For those of you who design and maintain schemas, do you actually use dependency theory and normal forms? Or do you just wing it like I do?

philipxy
  • 14,867
  • 6
  • 39
  • 83
Jack Orenstein
  • 169
  • 2
  • 9
  • I think in terms of functional dependencies when I design tables or queries. When I join tables, I need to know what columns determine/identify the output, to know if I need to do a GROUP BY. That requires understanding FDs and mental algebra using Armstrong's axioms. I know people wing it successfully, but I wouldn't want to work like that again. – reaanb Feb 22 '18 at 22:46
  • 3
    I'm specifically interested in designing tables. How do you obtain the FDs? How do you get your initial table definition that then benefits from decomposition? – Jack Orenstein Feb 23 '18 at 05:05
  • When I'm planning a feature, I often think "to do this, we need an FD from X to Y". E.g. when designing UI screens or reports, if the requirement is to show one Y for each X, it'll need a corresponding FD (which could be transitive). If the FD doesn't exist and isn't viable to add, the screen or report needs to be adjusted to handled multiple Y for each X. As for decomposition, there's an unending supply of legacy tables that were built or adapted in an ad-hoc fashion. I also often use those techniques when fixing inconsistent data. – reaanb Feb 23 '18 at 09:46
  • So in the legacy case: Where do you get the FDs from? If you have a legacy schema that is poorly designed, I am guessing you don't have FDs in any documentation that you inherit. You could get possible FDs from the data, but that has obvious problems. (Even ruling out FDs based on data has problems.) – Jack Orenstein Feb 23 '18 at 17:38
  • Before considering normalizing a table, I familiarize myself with the table's contents and check for any related FK constraints and views. Then I'll search the application source for any references to the table and its fields, looking at queries and surrounding code. If I had any doubts I would also discuss the schema with the other devs and the product owner. I'm a domain expert too, having worked 20+ years in my current industry, and so I have ample resources to help me understand the requirements and clarify or decide what the FDs should be. – reaanb Feb 23 '18 at 18:19
  • 2
    *"And I find this approach to schema design to be completely useless in the real world."* Why? Is it inaccurate? Is it indeterminate? Do you not understand where functional dependencies come from? – Mike Sherrill 'Cat Recall' Feb 26 '18 at 21:35
  • If I understand a model, then I know the entities and attributes, and I know the FDs also. But knowing the entities and attributes, I am able to create a schema which is almost certainly going to have BCNF tables. The academic discussions of dependencies and decomposition start with bad schemas, FDs seemingly from nowhere, and highly unrealistic examples (IMHO). Hence my question. – Jack Orenstein Feb 27 '18 at 04:21
  • 2
    You are likely much better to ask at [dba.se]. (Or [cs.se].) Although I find this XYish--your actual interest seems to be 'is there an "actual value of this approach"?'. Normalization is poorly presented in textbooks & execrably presented outside textbooks & so is virtually always poorly learned or misconceived, or just not learned, so what would "do you use" get you? (I keep meaning to post an answer--to the effect that even the best presentations are a mess but that normalization is crucial & ER modelling inadequate--but justification makes it a bit of an essay.) – philipxy Apr 27 '18 at 09:57

5 Answers5

3

Textbooks and courses often explain normalization with examples of progressive decomposition - starting with schemas where dependencies are not properly enforced by keys and then progressing to better designs that satisfy BCNF, 5NF, etc. This is a teaching exercise used to explain some concepts and techniques; it is not a blueprint for how actual database design ought to be done. It is analogous to practicing long division in maths classes, not because the method is commonly used but because knowledge of fundamental arithmetic is important.

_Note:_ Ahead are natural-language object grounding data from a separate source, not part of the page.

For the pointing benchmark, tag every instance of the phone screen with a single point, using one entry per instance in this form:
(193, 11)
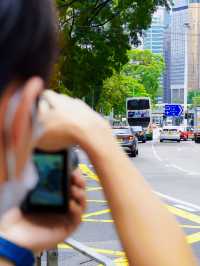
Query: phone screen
(49, 189)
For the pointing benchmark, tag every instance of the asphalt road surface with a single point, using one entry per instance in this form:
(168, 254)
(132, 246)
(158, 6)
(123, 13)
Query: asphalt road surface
(172, 169)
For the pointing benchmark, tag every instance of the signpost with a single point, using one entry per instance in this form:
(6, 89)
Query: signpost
(175, 110)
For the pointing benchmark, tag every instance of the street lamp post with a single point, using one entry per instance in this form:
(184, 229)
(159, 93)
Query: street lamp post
(187, 26)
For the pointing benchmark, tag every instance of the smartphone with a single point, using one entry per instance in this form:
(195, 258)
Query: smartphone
(51, 195)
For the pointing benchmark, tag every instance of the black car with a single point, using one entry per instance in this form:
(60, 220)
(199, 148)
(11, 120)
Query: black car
(126, 139)
(140, 133)
(197, 136)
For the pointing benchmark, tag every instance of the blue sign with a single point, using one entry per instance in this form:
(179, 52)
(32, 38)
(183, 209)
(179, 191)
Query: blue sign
(173, 110)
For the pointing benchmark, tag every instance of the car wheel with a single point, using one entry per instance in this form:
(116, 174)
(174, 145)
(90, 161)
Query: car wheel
(133, 153)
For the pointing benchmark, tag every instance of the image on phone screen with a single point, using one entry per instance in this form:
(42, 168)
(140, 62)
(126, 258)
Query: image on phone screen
(49, 189)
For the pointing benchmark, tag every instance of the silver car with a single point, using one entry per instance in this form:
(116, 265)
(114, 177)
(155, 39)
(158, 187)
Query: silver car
(170, 133)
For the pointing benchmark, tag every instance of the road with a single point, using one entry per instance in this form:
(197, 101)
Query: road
(172, 169)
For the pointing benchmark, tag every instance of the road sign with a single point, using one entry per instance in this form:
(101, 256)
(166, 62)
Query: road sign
(173, 110)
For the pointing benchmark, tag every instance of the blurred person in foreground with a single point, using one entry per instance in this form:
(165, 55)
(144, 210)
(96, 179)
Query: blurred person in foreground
(27, 49)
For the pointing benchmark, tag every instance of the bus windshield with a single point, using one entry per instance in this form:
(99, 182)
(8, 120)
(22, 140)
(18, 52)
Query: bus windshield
(138, 111)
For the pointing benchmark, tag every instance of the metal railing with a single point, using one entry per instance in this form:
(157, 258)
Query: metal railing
(53, 255)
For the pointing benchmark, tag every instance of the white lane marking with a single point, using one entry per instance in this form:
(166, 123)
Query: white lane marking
(178, 201)
(185, 208)
(155, 153)
(188, 172)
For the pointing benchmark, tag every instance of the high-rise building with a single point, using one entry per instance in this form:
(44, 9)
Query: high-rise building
(179, 20)
(167, 58)
(193, 32)
(185, 48)
(153, 37)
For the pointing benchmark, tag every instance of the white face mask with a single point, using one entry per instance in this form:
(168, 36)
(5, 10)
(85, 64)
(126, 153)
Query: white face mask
(13, 191)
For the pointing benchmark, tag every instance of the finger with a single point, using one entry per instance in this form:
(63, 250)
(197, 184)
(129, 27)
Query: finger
(53, 98)
(78, 179)
(79, 196)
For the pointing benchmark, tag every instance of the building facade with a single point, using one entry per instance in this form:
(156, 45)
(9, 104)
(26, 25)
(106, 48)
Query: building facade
(185, 48)
(154, 40)
(153, 37)
(179, 18)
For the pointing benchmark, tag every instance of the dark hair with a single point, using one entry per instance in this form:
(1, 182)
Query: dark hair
(28, 39)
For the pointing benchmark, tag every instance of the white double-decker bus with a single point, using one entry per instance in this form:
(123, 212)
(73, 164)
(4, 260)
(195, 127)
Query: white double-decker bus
(138, 111)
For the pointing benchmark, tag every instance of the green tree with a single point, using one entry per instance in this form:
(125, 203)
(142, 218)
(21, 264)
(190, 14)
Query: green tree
(147, 68)
(196, 101)
(191, 95)
(95, 37)
(115, 91)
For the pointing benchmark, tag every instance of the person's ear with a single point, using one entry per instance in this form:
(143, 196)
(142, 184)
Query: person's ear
(22, 124)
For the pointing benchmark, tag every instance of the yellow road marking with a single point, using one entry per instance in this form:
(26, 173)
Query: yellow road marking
(193, 238)
(88, 189)
(88, 172)
(96, 213)
(97, 221)
(184, 214)
(98, 250)
(98, 201)
(190, 226)
(121, 262)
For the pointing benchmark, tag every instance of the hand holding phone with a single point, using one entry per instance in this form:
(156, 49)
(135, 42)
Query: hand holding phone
(52, 191)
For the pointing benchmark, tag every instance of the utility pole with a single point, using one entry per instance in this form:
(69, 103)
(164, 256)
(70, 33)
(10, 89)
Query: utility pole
(187, 26)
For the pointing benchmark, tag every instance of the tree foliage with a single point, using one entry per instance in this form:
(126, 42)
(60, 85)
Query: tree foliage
(147, 68)
(115, 91)
(139, 77)
(95, 37)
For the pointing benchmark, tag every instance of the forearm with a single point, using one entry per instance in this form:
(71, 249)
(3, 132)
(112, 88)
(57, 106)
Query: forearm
(149, 233)
(4, 262)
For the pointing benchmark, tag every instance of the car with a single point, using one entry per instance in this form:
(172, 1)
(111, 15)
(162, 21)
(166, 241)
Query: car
(140, 133)
(149, 134)
(197, 135)
(170, 133)
(190, 131)
(126, 139)
(186, 133)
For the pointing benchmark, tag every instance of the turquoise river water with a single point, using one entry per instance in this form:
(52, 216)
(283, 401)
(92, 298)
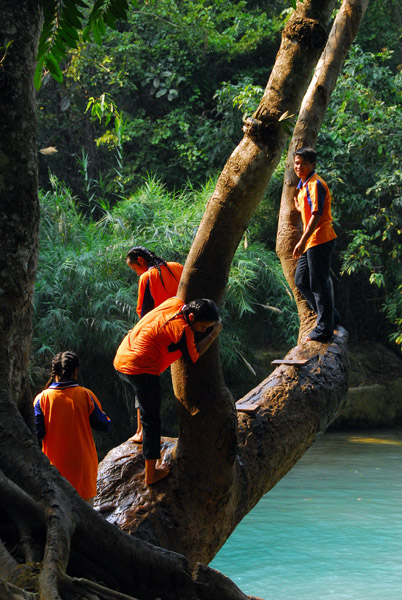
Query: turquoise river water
(330, 530)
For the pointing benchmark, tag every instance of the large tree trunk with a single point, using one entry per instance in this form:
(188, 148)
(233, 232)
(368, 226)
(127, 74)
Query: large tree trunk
(214, 480)
(312, 113)
(19, 214)
(218, 474)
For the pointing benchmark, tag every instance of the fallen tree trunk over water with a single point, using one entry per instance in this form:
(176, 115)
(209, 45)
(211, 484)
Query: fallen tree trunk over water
(290, 408)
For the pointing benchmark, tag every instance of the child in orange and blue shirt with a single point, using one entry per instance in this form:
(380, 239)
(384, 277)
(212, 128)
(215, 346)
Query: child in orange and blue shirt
(316, 245)
(64, 415)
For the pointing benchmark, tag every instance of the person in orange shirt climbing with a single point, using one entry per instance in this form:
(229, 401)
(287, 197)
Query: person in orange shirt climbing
(159, 281)
(64, 415)
(161, 337)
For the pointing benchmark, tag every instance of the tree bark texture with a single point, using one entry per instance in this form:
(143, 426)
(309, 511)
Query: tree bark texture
(311, 116)
(19, 214)
(204, 403)
(218, 472)
(195, 516)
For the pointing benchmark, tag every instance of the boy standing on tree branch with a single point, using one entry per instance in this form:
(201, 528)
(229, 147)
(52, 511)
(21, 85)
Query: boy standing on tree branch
(316, 245)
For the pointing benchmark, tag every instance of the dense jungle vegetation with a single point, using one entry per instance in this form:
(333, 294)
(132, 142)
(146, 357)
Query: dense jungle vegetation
(143, 124)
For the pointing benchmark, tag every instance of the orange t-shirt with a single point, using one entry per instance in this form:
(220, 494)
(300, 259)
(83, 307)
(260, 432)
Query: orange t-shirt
(314, 197)
(157, 285)
(68, 441)
(155, 342)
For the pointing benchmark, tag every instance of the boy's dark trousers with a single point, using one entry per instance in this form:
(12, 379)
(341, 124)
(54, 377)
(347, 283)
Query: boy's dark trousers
(313, 280)
(148, 392)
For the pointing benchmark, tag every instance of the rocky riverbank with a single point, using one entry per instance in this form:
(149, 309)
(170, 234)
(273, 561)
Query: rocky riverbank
(374, 397)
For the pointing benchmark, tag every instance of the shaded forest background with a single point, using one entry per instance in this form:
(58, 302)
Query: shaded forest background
(142, 126)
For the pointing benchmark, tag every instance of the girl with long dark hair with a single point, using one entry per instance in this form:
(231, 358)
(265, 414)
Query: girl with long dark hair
(160, 338)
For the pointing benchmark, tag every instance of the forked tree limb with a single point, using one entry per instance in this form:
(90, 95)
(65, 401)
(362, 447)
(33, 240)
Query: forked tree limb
(310, 118)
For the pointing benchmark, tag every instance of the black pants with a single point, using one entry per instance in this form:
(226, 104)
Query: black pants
(314, 281)
(148, 391)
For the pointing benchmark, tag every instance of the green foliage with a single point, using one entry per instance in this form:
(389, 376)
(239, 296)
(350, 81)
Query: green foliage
(63, 23)
(86, 296)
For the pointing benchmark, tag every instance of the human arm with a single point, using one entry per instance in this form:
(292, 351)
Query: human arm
(311, 227)
(205, 343)
(145, 301)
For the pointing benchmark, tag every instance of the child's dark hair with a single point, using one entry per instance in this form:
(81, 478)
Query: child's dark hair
(150, 257)
(64, 365)
(307, 153)
(203, 309)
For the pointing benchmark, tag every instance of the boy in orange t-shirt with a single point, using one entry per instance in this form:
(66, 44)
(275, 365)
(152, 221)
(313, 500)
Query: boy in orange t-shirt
(315, 248)
(160, 338)
(158, 281)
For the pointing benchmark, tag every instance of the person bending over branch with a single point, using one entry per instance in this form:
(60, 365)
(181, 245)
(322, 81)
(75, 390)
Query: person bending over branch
(160, 338)
(159, 281)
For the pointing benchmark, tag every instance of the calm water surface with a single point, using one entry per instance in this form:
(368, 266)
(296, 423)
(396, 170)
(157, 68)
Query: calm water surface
(331, 529)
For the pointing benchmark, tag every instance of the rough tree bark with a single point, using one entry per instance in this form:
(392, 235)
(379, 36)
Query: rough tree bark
(223, 464)
(44, 525)
(311, 115)
(217, 474)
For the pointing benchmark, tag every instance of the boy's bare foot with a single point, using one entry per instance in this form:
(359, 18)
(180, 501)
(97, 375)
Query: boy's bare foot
(153, 474)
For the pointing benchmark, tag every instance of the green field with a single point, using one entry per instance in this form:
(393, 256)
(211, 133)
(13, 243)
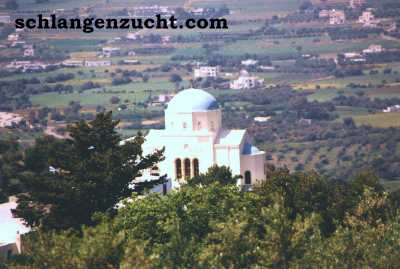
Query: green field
(380, 120)
(134, 92)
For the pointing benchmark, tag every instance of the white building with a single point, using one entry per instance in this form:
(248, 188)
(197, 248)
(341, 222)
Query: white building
(5, 19)
(73, 63)
(195, 140)
(97, 63)
(367, 19)
(390, 109)
(29, 52)
(249, 62)
(373, 49)
(206, 72)
(8, 119)
(11, 230)
(245, 81)
(111, 51)
(164, 98)
(337, 17)
(356, 3)
(13, 37)
(324, 14)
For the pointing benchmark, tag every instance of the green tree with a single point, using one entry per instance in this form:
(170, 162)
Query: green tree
(221, 174)
(89, 172)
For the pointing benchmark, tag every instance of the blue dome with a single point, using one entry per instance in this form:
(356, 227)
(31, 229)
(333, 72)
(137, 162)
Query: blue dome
(192, 100)
(249, 149)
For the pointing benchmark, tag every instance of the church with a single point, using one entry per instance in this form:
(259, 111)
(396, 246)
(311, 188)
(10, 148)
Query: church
(195, 140)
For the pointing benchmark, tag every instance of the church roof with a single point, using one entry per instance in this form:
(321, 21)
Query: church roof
(249, 149)
(230, 137)
(192, 100)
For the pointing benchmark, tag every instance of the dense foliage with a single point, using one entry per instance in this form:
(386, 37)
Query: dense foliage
(66, 181)
(296, 220)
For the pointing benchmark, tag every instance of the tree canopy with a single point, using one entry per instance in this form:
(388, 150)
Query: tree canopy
(280, 224)
(66, 181)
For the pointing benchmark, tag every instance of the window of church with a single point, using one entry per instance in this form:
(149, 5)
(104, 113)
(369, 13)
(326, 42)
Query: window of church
(247, 178)
(195, 167)
(155, 171)
(178, 168)
(187, 168)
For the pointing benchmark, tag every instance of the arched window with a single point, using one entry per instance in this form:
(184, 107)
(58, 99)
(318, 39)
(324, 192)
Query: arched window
(187, 168)
(195, 167)
(178, 168)
(247, 178)
(155, 171)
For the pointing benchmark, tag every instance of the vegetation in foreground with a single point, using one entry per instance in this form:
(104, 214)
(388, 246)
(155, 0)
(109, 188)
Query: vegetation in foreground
(299, 220)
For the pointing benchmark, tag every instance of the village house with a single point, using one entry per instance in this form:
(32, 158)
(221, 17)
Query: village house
(249, 62)
(11, 230)
(97, 63)
(206, 72)
(337, 17)
(73, 63)
(356, 3)
(245, 81)
(323, 14)
(6, 19)
(29, 51)
(367, 19)
(13, 37)
(110, 51)
(390, 109)
(194, 140)
(374, 49)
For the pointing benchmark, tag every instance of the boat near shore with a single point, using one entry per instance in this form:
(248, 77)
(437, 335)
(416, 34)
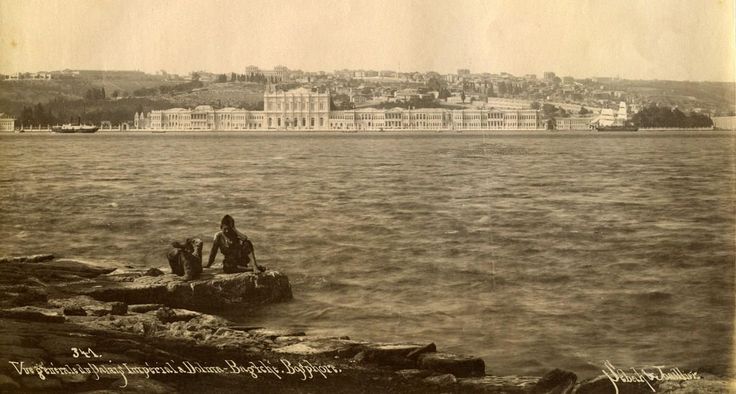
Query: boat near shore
(617, 128)
(78, 128)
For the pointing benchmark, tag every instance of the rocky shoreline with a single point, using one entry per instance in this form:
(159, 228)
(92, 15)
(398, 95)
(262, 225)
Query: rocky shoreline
(104, 329)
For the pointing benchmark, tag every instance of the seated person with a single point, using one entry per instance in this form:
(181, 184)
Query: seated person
(235, 246)
(185, 259)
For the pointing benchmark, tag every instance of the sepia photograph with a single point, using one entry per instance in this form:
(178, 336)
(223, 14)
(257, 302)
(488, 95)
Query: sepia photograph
(368, 196)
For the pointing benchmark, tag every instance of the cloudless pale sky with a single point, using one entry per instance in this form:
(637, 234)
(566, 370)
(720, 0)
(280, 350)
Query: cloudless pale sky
(634, 39)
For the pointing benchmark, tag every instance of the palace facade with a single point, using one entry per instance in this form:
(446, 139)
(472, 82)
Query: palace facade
(303, 109)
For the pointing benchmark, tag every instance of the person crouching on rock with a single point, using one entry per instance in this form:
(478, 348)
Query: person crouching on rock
(185, 259)
(234, 245)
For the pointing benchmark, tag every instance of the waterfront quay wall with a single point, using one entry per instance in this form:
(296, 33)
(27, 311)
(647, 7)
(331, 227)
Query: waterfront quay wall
(301, 109)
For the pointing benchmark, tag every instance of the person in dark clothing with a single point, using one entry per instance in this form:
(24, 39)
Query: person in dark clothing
(185, 259)
(235, 247)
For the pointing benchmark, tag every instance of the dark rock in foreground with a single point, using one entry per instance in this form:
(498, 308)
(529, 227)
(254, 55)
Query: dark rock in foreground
(209, 293)
(139, 317)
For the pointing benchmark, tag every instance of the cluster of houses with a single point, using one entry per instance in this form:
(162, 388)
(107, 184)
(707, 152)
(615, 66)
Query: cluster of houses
(304, 109)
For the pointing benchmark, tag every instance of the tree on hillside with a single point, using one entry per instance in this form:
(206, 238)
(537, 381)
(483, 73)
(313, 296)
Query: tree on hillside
(548, 109)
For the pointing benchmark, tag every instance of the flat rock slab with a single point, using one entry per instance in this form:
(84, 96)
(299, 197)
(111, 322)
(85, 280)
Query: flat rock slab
(30, 313)
(460, 366)
(500, 384)
(393, 354)
(322, 347)
(210, 292)
(84, 305)
(36, 258)
(275, 333)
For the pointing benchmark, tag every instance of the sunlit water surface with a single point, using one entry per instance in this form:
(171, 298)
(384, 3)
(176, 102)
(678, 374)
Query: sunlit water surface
(532, 251)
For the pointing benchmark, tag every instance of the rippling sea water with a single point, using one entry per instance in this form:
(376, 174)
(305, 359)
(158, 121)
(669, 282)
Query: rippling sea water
(532, 251)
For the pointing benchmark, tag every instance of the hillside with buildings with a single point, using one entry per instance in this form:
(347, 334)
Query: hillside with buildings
(114, 96)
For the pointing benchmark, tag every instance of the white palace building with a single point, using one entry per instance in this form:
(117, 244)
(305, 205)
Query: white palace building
(303, 109)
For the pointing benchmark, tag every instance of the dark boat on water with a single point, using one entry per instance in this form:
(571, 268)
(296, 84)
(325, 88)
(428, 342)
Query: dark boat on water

I have used functional dependency analysis to resolve some difficult cases, to validate designs and to do normalization by synthesis. There are a few CASE tools that support normalization by synthesis and perhaps it is a shame that more of the mainstream software tools do not.

nvogel
  • 24,981
  • 1
  • 44
  • 82
3

When I was building databases, I generally started with a good ER model. I needed this to check my understanding of the subject matter. Upon converting the ER model into a Relational model, the result was generally in 3NF, often in BCNF. Usually good enough for OLTP work. For OLAP work, I used star schema design. This was full of update anomalies, which I dealt with by being careful with ETL. Just my take.

Walter Mitty
  • 18,205
  • 2
  • 28
  • 58
3

Usually the combination of a solid understanding of the business (often acquired through thoroughly elaborated conceptual modeling) and not being too unexperienced in design practice, will be sufficient to arrive at 5NF designs "from the get-go" in most use cases. So the "procedure of normalization" as commonly illustrated / suggested by textbooks is almost never actually practised. Applying that procedure is kind of a "bottom up" approach which feels quite unnatural to most practicing designers, who will vastly prefer "top down" starting from conceptual models which will often already be "decomposed" in exactly the way you'd end up applying normalization procedure as a method.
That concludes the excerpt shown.